Management told investors on their Q4 earnings call of their plans to raise €200m from sale-and-leasebacks to pay down debt. A €896m 2023 maturity wall has been built-up thanks to pandemic-induced government-backed loans and an RCF extension, in addition to the existing SSNs.

Another week and another Amigo Loans holding announcement.

The guarantor lender saw its Scheme rejected a fortnight ago. It said “without an appropriate scheme of arrangement to deal with the complaints, the value of Amigo's assets are less than the amount of its liabilities, resulting in an insolvent balance sheet. Amigo continues to engage with the Financial Conduct Authority ('FCA'), to identify an appropriate way forward. This could result in a revised scheme of arrangement or insolvency.” Our money is firmly on the former.

Intralot has airbrushed any mention of its planned restructuring from its first quarter release.

Which is odd, as management seemed bullish on their FY20 conference call on 10 May.

“There is a lot of work going on in the background, including documentation, which Intralot is seeking to deliver in the most efficient way. “We have the tools available and a path to deliver.” When asked about engagement with an ad hoc group of 2024 holders, management said there have been a lot of discussions between all groups and we are committed to a deal for all stakeholders. This is a very complex deal, we are looking for the best common denominator, they added, declining to comment on the timeline.
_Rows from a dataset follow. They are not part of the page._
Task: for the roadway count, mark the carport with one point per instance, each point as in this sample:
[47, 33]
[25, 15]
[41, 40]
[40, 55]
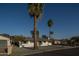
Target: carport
[5, 45]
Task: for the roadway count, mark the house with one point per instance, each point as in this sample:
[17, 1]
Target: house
[41, 42]
[5, 45]
[57, 42]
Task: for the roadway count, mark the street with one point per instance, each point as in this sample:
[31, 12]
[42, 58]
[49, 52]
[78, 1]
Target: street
[64, 52]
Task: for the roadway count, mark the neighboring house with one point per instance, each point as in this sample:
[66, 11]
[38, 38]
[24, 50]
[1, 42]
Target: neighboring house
[5, 45]
[57, 42]
[41, 42]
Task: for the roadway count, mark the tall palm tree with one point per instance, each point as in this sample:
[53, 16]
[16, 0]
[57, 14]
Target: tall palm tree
[50, 23]
[35, 10]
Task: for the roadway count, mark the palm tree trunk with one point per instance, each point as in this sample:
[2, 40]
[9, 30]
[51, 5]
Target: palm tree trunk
[35, 36]
[49, 33]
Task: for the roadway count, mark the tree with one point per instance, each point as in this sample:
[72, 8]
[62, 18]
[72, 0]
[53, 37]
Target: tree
[50, 23]
[35, 10]
[44, 37]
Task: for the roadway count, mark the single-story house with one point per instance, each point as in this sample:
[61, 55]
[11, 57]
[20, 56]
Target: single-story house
[30, 42]
[5, 45]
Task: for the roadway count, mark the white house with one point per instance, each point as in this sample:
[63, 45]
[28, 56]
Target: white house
[41, 42]
[5, 45]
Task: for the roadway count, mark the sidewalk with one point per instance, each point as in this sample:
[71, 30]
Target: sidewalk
[27, 51]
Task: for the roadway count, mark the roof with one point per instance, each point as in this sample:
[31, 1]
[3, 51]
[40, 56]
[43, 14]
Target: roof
[4, 38]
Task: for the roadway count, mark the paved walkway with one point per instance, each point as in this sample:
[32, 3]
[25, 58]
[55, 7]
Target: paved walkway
[28, 51]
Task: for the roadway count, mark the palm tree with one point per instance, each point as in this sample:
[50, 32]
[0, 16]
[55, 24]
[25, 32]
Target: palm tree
[50, 23]
[35, 10]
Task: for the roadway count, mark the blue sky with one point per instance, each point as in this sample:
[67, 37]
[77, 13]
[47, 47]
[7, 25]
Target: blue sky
[15, 20]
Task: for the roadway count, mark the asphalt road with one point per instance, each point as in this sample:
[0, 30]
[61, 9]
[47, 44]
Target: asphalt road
[64, 52]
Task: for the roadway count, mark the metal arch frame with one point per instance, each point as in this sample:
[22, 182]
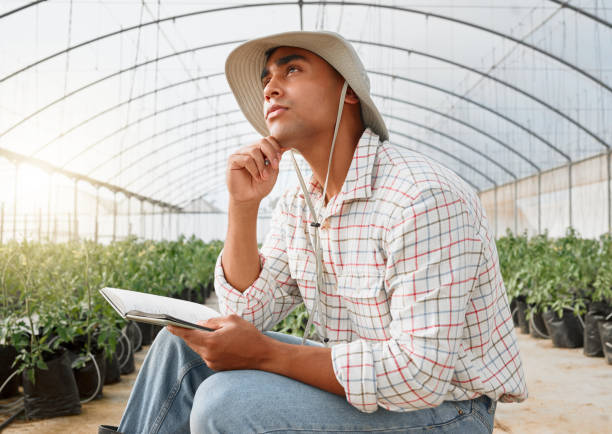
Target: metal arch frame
[219, 44]
[114, 74]
[14, 156]
[214, 186]
[482, 106]
[179, 140]
[462, 122]
[495, 79]
[20, 8]
[452, 157]
[137, 121]
[300, 3]
[160, 133]
[433, 130]
[122, 103]
[566, 4]
[176, 181]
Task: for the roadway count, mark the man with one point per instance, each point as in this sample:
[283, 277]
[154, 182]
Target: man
[390, 252]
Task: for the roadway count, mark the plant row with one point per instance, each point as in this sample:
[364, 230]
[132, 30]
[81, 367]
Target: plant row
[51, 312]
[561, 288]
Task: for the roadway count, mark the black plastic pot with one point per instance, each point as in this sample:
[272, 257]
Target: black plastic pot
[592, 340]
[155, 329]
[537, 327]
[522, 316]
[125, 355]
[565, 331]
[7, 358]
[111, 371]
[146, 333]
[514, 312]
[605, 332]
[88, 382]
[54, 391]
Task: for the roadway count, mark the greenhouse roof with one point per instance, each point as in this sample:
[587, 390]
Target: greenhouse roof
[132, 97]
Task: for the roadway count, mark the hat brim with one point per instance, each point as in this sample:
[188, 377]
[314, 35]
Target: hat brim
[244, 65]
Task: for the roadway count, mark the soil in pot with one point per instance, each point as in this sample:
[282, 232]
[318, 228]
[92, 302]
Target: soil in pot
[54, 391]
[605, 332]
[134, 333]
[565, 331]
[125, 355]
[90, 378]
[537, 327]
[7, 358]
[522, 316]
[592, 340]
[111, 371]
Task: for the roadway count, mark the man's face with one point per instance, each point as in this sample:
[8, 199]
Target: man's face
[301, 92]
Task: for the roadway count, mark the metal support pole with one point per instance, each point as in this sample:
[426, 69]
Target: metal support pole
[569, 191]
[15, 202]
[609, 192]
[515, 207]
[115, 216]
[55, 228]
[97, 222]
[129, 216]
[539, 203]
[50, 194]
[39, 225]
[496, 211]
[142, 220]
[76, 210]
[2, 223]
[152, 221]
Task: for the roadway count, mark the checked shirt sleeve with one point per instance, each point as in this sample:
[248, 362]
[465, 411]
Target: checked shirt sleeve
[273, 294]
[433, 254]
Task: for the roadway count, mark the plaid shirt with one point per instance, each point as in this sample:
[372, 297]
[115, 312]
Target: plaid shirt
[414, 304]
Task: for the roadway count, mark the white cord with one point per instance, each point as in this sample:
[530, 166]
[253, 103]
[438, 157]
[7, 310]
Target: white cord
[315, 223]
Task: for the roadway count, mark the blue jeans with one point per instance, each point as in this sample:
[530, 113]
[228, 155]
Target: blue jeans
[176, 392]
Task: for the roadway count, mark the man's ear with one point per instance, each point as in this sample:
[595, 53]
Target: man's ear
[351, 97]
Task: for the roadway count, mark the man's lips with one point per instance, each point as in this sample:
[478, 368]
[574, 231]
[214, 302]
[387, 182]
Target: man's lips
[275, 110]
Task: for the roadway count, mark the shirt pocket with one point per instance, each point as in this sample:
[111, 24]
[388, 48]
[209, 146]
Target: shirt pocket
[366, 301]
[303, 269]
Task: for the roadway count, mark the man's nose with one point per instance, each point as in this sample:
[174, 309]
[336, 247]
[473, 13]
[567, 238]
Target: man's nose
[272, 89]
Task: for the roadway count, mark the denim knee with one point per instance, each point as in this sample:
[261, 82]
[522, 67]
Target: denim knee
[213, 404]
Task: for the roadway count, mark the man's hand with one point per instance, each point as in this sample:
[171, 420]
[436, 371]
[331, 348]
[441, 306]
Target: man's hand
[249, 179]
[235, 343]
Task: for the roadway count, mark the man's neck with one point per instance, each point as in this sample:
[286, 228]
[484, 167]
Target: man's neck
[317, 152]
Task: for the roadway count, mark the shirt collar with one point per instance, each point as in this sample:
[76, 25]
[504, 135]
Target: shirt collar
[357, 183]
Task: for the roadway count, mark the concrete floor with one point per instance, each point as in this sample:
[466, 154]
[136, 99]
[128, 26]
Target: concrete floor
[568, 393]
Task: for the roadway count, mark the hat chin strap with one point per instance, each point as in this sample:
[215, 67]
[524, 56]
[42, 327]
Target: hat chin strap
[315, 219]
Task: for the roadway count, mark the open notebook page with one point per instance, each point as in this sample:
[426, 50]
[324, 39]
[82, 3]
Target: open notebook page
[125, 301]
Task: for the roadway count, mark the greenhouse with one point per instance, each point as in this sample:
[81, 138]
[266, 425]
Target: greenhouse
[121, 126]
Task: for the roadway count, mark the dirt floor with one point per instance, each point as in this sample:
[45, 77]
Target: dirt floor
[568, 393]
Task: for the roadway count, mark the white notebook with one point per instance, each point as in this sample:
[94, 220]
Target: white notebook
[156, 309]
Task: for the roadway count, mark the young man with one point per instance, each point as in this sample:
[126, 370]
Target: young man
[390, 252]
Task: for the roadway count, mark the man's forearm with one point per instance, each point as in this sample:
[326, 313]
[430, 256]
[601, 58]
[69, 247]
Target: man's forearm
[310, 365]
[240, 258]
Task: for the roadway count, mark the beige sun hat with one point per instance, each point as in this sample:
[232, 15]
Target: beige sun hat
[244, 65]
What we are reading this week

News on supply chain issues is arguably getting worse.

Manufacturers are now saying that chip shortages will last until mid-2022. Many are blaming the shortage on bitcoin miners, which is pitting miners against gamers. Three weeks ago, Nvidia intervened to stop its graphics cards being used for mining.

Finally, a potential useful application for blockchain – in Hong Kong censorship avoidance

As the Delta variant raises concerns about reopening in the UK, its toll in India may have been severely underestimated – journalists there are pulling together the numbers. An outbreak in China could disrupt its ports and have a greater effect on global supply chains than Ever Given, notes ShippingWatch.
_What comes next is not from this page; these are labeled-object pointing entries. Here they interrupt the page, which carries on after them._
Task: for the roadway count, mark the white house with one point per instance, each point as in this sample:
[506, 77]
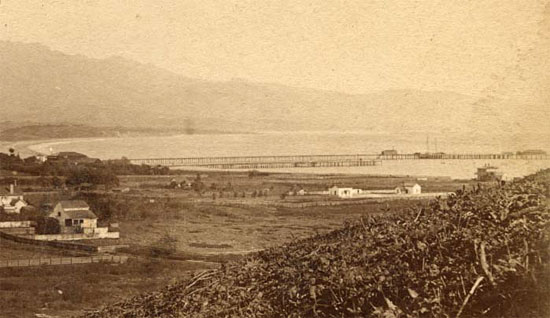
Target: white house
[344, 192]
[74, 217]
[409, 188]
[12, 201]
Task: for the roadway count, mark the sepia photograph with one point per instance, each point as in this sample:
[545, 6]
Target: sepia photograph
[259, 159]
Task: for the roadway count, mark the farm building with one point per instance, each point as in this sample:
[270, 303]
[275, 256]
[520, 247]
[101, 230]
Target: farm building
[11, 200]
[488, 173]
[409, 188]
[344, 192]
[74, 217]
[390, 152]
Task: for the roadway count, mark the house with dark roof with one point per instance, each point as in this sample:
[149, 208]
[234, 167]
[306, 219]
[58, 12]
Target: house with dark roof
[11, 200]
[74, 217]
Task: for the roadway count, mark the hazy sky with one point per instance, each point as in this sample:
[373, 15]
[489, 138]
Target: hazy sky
[475, 47]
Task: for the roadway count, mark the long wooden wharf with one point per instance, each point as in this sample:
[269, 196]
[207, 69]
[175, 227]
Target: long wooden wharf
[301, 161]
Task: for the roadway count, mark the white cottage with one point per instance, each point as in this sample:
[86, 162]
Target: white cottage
[342, 192]
[74, 217]
[409, 188]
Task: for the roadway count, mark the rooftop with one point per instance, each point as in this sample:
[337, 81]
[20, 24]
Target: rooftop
[74, 204]
[81, 214]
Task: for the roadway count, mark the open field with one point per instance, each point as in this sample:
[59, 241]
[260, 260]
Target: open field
[200, 224]
[164, 226]
[71, 289]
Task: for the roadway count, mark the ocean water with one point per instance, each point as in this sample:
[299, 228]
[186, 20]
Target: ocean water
[316, 143]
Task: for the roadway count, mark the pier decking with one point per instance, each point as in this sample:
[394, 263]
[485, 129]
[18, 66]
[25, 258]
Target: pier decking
[302, 161]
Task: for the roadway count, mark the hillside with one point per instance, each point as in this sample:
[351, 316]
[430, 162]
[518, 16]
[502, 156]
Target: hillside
[51, 87]
[482, 252]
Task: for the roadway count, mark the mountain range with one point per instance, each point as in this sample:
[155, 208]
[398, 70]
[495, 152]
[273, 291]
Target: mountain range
[49, 87]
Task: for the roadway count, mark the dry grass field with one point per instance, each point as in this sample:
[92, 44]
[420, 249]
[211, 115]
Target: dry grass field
[170, 232]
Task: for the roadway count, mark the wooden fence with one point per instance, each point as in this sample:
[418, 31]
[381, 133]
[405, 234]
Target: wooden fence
[57, 244]
[117, 259]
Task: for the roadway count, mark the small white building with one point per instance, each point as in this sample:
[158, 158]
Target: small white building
[74, 217]
[409, 188]
[12, 201]
[344, 192]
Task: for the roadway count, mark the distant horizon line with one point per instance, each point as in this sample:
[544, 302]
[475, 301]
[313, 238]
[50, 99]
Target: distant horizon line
[236, 79]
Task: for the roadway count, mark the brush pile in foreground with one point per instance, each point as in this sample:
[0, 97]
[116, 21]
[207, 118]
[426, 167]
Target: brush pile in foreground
[473, 254]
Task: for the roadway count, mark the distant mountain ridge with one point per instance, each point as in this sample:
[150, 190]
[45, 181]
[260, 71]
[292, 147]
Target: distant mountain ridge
[41, 85]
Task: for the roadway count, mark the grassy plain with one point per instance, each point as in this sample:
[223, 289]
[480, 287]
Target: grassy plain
[198, 228]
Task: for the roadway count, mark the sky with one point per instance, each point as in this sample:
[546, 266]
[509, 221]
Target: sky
[485, 48]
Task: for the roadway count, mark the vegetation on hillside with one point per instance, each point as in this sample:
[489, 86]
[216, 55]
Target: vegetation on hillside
[481, 252]
[92, 171]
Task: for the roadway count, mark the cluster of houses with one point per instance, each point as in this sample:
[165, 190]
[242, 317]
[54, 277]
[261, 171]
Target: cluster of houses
[74, 216]
[349, 192]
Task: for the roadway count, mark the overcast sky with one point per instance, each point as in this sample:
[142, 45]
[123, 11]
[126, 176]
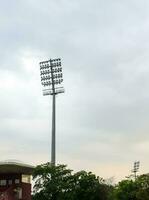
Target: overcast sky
[102, 118]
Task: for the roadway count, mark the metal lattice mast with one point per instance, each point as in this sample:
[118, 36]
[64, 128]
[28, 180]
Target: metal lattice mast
[136, 168]
[51, 80]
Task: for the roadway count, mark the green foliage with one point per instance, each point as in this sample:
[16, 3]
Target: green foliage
[58, 183]
[125, 190]
[132, 190]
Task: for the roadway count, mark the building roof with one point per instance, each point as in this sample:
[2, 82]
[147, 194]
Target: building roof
[15, 168]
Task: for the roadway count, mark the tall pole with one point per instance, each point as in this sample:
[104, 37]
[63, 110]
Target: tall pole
[53, 143]
[51, 78]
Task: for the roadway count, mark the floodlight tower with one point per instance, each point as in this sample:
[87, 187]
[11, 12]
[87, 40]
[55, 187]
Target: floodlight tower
[51, 79]
[136, 168]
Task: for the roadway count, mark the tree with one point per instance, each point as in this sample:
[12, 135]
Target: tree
[58, 183]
As the SPACtacular returns fail to materialise, the New Yorker has a long-read on Chamath Palihapitiya – the Pied Piper of SPACs

His most famous SPAC investment is Virgin Galactic, which unveiled its second piloted space plane – the VSS imagine – but the business which has burned through over $1bn and failed to meet several deadlines, is still light years away from commercial flights. In the meantime Virgin Galactic faces a class action over false and misleading statements according to the claim.

I personally don’t see the attraction of paying $250k to spend a few minutes on the edge of space to see the curvature of the earth, with fleeting weightlessness. But, meanwhile, Jeff Bezos is likely to beat Richard Branson into space, booking a Blue Origin flight – albeit for just three minutes – on July 20.

Our CTO prefers Live, Laugh, Leverage.

We will leave you with Steve Wynn’s thoughts on EBITDA:

“We report and talk about these EBITDA numbers with our chest puffed out as far as we can get it as an industry. I suppose it tells you how much money you can afford to pay in interest. But the public needs to understand that the profitability, the real profitability of these businesses are much, much less than these puffy EBITDA numbers. Interest expense is very large. And depreciation, I know office building guys and shopping center guys and apartment guys, they get to spend part of the depreciation. But, believe me, in my 40-year history and in the history of every other gaming company here, Kerkorian would agree with me. We spend depreciation. It is a real expense.”

TLDR: Why value a capital-intensive business on metrics that exclude any measurement of capital intensity?